Catastrophic anthropogenic global warming, however, is the biggest offender when it comes to abusing our tendency to trust claims of scientific expertise abused to promote an ideological aim. Our current knowledge of global climate, a complex system of intricate feedback loops we do not yet understand, cannot justify the radical, and exorbitantly expensive, policies for eliminating the carbon-based energy on which modern economies and human well-being depend. And the research behind this 100-year-old hypothesis is short on empirical evidence and over-reliant on “models” in which imprecise data are given a specific value that just happens always to confirm the researcher’s a priori conclusion––just as we are currently witnessing with the modeling used to predict the lethality of the coronavirus, or the efficacy of an historically unprecedented lockdown.
In other words, the progressive idea that objective, scientifically established facts can be used to craft policy is a chimera when it comes to human beings and their political, personal, and social identities, motivations, and behavior. Science works in a world determined by the laws of nature written in the language of mathematics. But we are not determined: Not by our genes, the economy, society, or who owns the means of production. We are spontaneous, unpredictable, unique, and free––“free enough to die of freedom,” as Luc Ferry put it. That complexity and unpredictability belie the pretensions of technocracy and its vision of progressive improvement until we reach the utopia of “social justice.” We’ve been down that road with Marxism and its “scientific history,” and it’s a road lined with mountains of corpses.

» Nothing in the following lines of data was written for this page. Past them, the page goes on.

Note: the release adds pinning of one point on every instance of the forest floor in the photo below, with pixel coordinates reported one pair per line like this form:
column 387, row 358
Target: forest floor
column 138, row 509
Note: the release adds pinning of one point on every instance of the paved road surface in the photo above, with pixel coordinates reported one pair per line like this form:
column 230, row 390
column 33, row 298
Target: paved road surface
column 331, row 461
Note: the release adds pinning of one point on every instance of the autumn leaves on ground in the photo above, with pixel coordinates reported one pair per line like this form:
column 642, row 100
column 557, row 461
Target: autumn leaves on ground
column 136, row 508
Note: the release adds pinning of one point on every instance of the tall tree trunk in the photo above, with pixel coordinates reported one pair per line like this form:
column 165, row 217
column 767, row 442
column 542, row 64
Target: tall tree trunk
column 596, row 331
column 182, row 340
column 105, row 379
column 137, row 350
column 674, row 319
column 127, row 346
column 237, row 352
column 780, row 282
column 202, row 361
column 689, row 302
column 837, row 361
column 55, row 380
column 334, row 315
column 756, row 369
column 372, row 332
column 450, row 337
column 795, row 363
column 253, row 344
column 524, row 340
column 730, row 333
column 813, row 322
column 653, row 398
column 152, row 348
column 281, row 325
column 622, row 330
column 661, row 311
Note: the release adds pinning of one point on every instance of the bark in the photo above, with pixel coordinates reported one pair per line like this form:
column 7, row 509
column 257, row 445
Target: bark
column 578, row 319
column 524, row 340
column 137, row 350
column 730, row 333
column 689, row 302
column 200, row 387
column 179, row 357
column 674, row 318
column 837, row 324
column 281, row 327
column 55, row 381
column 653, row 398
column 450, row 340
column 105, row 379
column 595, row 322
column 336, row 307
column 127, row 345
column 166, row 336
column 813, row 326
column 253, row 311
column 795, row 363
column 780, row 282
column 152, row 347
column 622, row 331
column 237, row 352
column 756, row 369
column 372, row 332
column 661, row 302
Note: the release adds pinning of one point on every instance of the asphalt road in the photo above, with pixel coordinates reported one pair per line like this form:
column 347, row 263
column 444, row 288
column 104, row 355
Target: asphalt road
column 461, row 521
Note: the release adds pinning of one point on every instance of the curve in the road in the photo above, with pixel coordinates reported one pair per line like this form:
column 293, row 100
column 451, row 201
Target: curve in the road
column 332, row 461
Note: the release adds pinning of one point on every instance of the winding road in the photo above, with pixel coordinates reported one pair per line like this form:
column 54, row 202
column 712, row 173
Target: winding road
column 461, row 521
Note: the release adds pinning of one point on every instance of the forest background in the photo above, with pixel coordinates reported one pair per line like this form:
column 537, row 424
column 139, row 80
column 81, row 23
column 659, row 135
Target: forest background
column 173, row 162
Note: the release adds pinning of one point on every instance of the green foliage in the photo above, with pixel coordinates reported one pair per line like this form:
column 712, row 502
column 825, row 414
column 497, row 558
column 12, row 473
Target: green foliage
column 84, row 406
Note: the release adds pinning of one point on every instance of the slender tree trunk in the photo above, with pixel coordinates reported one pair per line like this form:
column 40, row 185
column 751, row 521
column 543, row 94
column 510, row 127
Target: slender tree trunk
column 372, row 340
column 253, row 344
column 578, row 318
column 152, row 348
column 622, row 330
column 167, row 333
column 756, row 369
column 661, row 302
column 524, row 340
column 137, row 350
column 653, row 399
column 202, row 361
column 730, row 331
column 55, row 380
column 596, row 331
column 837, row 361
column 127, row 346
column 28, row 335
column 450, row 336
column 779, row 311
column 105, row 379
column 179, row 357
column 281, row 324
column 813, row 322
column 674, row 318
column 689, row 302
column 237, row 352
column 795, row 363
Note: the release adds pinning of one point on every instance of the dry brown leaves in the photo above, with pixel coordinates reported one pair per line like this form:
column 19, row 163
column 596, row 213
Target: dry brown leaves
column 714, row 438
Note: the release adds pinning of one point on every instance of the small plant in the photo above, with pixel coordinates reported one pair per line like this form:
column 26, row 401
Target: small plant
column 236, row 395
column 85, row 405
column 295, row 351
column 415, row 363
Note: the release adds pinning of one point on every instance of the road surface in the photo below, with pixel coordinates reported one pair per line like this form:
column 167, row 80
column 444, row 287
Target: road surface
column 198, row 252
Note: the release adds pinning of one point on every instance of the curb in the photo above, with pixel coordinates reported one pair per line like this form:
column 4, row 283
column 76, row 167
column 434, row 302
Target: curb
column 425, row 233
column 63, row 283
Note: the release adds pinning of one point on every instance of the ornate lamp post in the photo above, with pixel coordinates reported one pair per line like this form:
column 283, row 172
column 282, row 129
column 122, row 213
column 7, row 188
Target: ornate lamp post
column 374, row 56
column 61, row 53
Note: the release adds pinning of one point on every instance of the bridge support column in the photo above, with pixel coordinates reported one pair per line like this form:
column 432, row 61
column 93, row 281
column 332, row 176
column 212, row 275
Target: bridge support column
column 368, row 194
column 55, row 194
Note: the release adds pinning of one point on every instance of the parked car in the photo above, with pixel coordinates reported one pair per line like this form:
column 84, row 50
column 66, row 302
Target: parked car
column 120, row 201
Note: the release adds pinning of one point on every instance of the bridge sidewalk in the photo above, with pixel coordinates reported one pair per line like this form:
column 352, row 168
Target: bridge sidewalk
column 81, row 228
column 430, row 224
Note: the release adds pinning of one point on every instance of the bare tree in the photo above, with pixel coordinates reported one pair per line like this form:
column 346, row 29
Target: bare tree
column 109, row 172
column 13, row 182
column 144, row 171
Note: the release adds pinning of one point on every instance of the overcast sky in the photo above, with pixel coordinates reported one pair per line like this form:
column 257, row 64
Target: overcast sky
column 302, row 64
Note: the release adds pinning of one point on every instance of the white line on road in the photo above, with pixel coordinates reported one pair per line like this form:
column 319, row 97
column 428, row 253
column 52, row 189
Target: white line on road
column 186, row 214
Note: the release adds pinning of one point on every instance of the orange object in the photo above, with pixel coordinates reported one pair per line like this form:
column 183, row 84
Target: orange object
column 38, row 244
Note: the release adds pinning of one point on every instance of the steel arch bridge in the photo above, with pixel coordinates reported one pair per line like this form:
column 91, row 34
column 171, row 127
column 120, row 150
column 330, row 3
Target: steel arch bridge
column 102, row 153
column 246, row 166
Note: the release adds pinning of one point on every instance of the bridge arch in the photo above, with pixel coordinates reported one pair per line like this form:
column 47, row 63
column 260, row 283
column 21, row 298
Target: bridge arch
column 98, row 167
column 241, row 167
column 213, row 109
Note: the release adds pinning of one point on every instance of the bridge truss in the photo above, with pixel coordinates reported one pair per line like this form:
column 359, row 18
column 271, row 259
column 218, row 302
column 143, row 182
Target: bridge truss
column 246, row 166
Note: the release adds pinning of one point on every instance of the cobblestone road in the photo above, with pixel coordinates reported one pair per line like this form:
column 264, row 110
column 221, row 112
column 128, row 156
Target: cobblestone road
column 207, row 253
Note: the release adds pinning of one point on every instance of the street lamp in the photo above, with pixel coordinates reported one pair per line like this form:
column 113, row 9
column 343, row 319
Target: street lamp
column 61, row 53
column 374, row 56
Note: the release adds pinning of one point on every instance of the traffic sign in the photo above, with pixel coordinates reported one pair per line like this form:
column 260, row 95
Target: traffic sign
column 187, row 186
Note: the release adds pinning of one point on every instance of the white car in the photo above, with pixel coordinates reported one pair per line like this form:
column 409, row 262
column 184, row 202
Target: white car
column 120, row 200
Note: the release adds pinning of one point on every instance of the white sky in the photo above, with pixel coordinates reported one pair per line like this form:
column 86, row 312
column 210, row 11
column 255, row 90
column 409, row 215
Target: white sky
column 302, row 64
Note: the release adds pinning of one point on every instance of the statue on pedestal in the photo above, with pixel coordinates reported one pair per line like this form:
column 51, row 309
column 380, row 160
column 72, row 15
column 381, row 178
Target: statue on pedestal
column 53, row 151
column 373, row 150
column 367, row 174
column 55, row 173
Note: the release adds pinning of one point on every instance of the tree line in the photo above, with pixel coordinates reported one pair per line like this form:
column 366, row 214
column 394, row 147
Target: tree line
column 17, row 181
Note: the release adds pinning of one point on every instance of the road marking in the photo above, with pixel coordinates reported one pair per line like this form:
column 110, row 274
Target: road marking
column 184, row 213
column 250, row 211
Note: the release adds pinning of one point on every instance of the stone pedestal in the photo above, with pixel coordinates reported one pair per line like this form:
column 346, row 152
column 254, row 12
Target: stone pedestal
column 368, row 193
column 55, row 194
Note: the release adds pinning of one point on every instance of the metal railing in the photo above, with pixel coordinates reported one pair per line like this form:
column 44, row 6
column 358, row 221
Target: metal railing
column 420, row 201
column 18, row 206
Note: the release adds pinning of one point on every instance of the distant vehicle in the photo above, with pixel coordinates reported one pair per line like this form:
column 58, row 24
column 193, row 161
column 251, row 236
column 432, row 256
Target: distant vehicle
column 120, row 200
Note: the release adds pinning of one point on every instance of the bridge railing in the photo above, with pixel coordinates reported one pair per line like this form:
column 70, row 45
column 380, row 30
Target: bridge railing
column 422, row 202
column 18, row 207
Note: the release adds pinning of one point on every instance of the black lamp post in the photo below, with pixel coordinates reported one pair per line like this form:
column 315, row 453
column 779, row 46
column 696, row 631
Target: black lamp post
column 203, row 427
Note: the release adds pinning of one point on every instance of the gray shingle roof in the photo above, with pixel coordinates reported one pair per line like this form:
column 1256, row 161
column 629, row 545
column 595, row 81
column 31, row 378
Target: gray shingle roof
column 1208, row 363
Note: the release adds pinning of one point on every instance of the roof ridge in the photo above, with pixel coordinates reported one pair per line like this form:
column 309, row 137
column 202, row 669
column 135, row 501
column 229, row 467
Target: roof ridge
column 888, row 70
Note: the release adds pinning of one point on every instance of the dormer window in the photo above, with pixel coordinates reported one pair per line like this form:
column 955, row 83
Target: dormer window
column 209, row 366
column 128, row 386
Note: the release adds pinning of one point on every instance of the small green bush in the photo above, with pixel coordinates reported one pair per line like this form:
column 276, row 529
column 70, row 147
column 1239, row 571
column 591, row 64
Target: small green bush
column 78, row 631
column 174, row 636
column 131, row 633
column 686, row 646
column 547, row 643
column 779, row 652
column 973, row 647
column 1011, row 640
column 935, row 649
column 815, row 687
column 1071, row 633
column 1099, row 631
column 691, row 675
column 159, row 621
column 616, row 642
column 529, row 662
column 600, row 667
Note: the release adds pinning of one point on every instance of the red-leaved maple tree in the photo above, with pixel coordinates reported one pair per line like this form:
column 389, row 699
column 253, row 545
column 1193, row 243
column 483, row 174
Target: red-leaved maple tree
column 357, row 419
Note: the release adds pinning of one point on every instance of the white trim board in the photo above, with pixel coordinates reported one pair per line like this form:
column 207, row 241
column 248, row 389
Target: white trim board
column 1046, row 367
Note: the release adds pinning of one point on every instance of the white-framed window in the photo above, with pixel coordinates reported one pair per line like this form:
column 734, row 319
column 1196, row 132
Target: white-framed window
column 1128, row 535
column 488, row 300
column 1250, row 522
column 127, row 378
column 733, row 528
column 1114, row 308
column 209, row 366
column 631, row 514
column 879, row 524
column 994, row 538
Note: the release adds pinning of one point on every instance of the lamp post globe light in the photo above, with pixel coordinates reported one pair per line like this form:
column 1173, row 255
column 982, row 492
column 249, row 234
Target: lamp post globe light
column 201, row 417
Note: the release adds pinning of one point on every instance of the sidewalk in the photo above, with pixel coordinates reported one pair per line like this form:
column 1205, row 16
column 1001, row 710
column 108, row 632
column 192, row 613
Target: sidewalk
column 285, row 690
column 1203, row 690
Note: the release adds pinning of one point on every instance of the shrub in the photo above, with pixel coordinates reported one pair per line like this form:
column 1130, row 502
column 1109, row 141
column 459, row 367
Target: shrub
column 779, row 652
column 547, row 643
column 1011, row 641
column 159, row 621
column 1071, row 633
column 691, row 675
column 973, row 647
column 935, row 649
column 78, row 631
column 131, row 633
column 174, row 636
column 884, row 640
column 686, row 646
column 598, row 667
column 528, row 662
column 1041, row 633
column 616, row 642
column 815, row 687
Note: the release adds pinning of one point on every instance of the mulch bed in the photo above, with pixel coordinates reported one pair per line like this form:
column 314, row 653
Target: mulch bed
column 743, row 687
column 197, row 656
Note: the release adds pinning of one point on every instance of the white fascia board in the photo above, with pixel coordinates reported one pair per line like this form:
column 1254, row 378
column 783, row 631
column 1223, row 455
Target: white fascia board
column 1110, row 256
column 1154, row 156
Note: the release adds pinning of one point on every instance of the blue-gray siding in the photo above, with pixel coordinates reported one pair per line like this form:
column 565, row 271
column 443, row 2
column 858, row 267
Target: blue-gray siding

Hence the self-proclaimed “brights” who want “experts” to guide us through “science-based policies” are profoundly ignorant about the human condition and its nonnegotiable flaws and contingencies. Practical wisdom, tradition, faith, philosophy, and the historical record of human folly and failure are much better guides than science, much less scientism. But when it comes to such wisdom, our arrogant “brights” are pretty dim.